When Emily arrived home, everything seemed normal. Until August. Starting then, she stopped all physical development, and began to lose weight. She came home from school and took a nap, ate supper, and went straight to bed. She drank a lot too. Her mom was worried at first, but justified the behavior because Emily was a high school freshman, and in marching band.

What her mom didn't realize was that Emily was so thirsty that she couldn't satiate it. She would drink 5-6 glasses of water per night. At school, she filled her water bottle and went to the restroom between every class, and by the middle of the next class, her water was gone, and she started feeling desperate. Staying awake during class was a chore. To this day, she remembers very little of what went on during Biology class, the period of time when it was the hardest to keep her eyes open (Note: probably around the time my breakfast was breaking down).  When she marched, her feet would draw up inside her shoes, but by the time she got home, it was already forgotten.

But, based on what she could see, her mom got worried.

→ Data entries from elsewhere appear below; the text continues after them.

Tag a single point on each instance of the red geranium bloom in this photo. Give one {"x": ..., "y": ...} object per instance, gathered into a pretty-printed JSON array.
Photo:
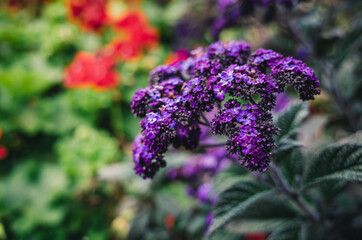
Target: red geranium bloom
[
  {"x": 137, "y": 35},
  {"x": 177, "y": 56},
  {"x": 94, "y": 71},
  {"x": 89, "y": 14}
]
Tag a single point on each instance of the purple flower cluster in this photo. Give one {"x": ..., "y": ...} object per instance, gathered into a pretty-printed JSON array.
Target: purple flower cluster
[
  {"x": 226, "y": 78},
  {"x": 231, "y": 12},
  {"x": 198, "y": 172}
]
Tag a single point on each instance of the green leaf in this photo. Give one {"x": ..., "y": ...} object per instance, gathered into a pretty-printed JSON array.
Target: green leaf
[
  {"x": 264, "y": 215},
  {"x": 290, "y": 119},
  {"x": 225, "y": 235},
  {"x": 286, "y": 145},
  {"x": 340, "y": 161},
  {"x": 349, "y": 44},
  {"x": 291, "y": 165},
  {"x": 288, "y": 231},
  {"x": 229, "y": 176},
  {"x": 235, "y": 200},
  {"x": 139, "y": 224}
]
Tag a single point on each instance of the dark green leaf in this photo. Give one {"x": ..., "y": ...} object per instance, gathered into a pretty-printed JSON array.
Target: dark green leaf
[
  {"x": 289, "y": 120},
  {"x": 340, "y": 161},
  {"x": 288, "y": 231},
  {"x": 139, "y": 224},
  {"x": 264, "y": 215},
  {"x": 291, "y": 165},
  {"x": 228, "y": 177},
  {"x": 286, "y": 144},
  {"x": 236, "y": 199}
]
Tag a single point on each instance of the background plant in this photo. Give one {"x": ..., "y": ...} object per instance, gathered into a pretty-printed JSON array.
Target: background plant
[{"x": 65, "y": 152}]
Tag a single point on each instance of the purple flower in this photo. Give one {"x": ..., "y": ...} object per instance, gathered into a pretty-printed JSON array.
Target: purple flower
[
  {"x": 178, "y": 97},
  {"x": 245, "y": 117},
  {"x": 146, "y": 162},
  {"x": 204, "y": 192}
]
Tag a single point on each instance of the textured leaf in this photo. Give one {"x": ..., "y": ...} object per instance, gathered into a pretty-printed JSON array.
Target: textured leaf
[
  {"x": 288, "y": 231},
  {"x": 139, "y": 224},
  {"x": 263, "y": 215},
  {"x": 340, "y": 161},
  {"x": 286, "y": 144},
  {"x": 236, "y": 199},
  {"x": 291, "y": 165},
  {"x": 290, "y": 119},
  {"x": 228, "y": 177},
  {"x": 225, "y": 235}
]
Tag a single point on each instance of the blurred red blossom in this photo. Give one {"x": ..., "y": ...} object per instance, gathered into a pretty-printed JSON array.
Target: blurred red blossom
[
  {"x": 136, "y": 35},
  {"x": 90, "y": 15},
  {"x": 92, "y": 71},
  {"x": 16, "y": 4},
  {"x": 177, "y": 56}
]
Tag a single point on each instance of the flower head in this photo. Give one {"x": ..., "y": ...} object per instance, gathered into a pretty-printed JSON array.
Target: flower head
[{"x": 178, "y": 97}]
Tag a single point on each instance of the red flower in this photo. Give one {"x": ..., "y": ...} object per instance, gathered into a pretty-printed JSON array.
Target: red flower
[
  {"x": 89, "y": 14},
  {"x": 176, "y": 57},
  {"x": 137, "y": 35},
  {"x": 94, "y": 71}
]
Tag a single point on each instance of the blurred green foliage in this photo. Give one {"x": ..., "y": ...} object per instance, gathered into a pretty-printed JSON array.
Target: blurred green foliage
[{"x": 69, "y": 172}]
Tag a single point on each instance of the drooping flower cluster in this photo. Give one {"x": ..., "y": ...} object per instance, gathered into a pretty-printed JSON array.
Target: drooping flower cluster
[
  {"x": 241, "y": 85},
  {"x": 231, "y": 12},
  {"x": 91, "y": 71},
  {"x": 198, "y": 172}
]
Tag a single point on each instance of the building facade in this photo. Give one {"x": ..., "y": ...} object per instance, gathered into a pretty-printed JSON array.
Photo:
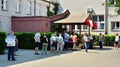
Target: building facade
[
  {"x": 108, "y": 21},
  {"x": 9, "y": 8}
]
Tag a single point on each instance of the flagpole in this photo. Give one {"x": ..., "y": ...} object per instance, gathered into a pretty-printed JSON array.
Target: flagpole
[
  {"x": 34, "y": 7},
  {"x": 106, "y": 18}
]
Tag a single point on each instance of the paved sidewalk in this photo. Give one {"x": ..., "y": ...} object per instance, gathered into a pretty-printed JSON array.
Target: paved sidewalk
[{"x": 106, "y": 57}]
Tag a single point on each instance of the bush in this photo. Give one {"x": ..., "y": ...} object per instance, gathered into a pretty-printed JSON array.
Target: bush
[
  {"x": 26, "y": 39},
  {"x": 2, "y": 42}
]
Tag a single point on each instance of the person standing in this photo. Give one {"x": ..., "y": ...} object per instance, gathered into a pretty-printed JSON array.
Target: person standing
[
  {"x": 16, "y": 46},
  {"x": 37, "y": 42},
  {"x": 66, "y": 40},
  {"x": 86, "y": 40},
  {"x": 101, "y": 40},
  {"x": 60, "y": 43},
  {"x": 116, "y": 41},
  {"x": 45, "y": 44},
  {"x": 74, "y": 38},
  {"x": 10, "y": 40},
  {"x": 91, "y": 41}
]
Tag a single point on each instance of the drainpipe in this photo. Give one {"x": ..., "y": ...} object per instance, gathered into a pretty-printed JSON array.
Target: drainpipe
[
  {"x": 106, "y": 17},
  {"x": 34, "y": 7}
]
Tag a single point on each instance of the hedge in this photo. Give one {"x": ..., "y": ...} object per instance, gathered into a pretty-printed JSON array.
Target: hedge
[{"x": 2, "y": 42}]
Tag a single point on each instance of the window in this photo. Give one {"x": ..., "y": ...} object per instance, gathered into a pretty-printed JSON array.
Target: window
[
  {"x": 99, "y": 19},
  {"x": 18, "y": 6},
  {"x": 29, "y": 7},
  {"x": 4, "y": 4},
  {"x": 84, "y": 27},
  {"x": 115, "y": 26},
  {"x": 38, "y": 10}
]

In January, Emily's mom took her to the doctor. The doctor placated her mom, and told her that there was nothing to be concerned about.

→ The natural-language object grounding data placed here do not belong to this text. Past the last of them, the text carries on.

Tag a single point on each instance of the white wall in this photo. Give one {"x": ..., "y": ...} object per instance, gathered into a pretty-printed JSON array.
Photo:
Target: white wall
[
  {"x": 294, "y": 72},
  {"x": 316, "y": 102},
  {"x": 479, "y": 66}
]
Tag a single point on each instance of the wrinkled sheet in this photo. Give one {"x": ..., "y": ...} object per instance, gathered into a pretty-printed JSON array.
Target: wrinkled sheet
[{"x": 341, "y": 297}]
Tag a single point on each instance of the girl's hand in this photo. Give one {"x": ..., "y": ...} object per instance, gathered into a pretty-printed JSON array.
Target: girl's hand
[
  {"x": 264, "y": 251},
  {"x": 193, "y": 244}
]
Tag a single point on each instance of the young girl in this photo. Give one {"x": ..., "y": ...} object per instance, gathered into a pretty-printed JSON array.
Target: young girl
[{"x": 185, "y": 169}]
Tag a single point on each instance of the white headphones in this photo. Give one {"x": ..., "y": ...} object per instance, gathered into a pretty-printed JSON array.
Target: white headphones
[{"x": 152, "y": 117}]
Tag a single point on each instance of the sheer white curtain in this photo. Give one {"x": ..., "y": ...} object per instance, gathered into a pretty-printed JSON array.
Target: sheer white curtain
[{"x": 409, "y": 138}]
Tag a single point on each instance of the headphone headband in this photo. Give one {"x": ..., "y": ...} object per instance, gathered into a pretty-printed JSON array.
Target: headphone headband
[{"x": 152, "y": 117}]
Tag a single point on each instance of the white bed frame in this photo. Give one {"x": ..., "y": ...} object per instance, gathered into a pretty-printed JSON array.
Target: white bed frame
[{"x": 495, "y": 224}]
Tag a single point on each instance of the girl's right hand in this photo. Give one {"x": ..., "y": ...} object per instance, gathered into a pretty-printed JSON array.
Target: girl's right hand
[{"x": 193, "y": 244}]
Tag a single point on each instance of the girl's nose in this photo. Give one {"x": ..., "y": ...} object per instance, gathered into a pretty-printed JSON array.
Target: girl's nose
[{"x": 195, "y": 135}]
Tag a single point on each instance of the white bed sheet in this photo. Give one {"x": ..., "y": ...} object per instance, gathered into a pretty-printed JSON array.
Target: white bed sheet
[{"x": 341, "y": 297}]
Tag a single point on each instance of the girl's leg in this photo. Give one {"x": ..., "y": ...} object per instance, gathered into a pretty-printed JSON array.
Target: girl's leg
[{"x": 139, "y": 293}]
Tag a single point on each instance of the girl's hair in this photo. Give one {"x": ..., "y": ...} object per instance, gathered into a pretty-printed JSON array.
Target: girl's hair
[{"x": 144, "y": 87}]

In February, Emily's mom took her back. The doctor said they'd run some tests for anemia, thyroid, and such. Her mom asked them to test for diabetes, too, although she hoped beyond hope that it wouldn't be that.

On February 7, 2007, the results came back. Her a1c was 18.0.

After a hard trip on the bus, trying to keep her eyes open, Emily walked in the door. Her mom told her that she had diabetes. Emily fell on her mom's bed, in shock. Really, diabetes? Her? This couldn't be possible, could it? Her mom hugged her, assuring her that it was going to be okay, and that they would do whatever they had to do to make her healthy.

The duo went to the doctor's office to have a fingerstick test done. 372 mg/dL. Moderate ketones*.
The doctor said to see an endocrinologist within the next 2 weeks or so.

Emily's mom decided it was time to call the pediatrician downtown. The pediatrician said, "Go to Texas Children's. Do not pass GO, do not collect $200. Just go." They did run home and grab some clothes, first, knowing that they would at least be there overnight.

That night, Emily was given her first insulin shot.

And she told her mom that she would be okay.

The next 3 days, they waited, took classes, and learned how to give shots. Emily was nervous, but once she found out that this was NYGD (Not Your Grandma's Diabetes), she began to feel better. She could still eat the things she loved, there just were some times that it wouldn't always be a good idea. She would have to deal with high and low blood sugars. She would have to give shots several times a day.

But she would be okay.

And okay she is still.

*An a1c of 18 does not usually correlate to moderate and small ketones, but that is all I ever ran. I have run large ketones once since dx, and have only run ketones at all a handful of times. I'm just one of the very blessed to not easily run ketones.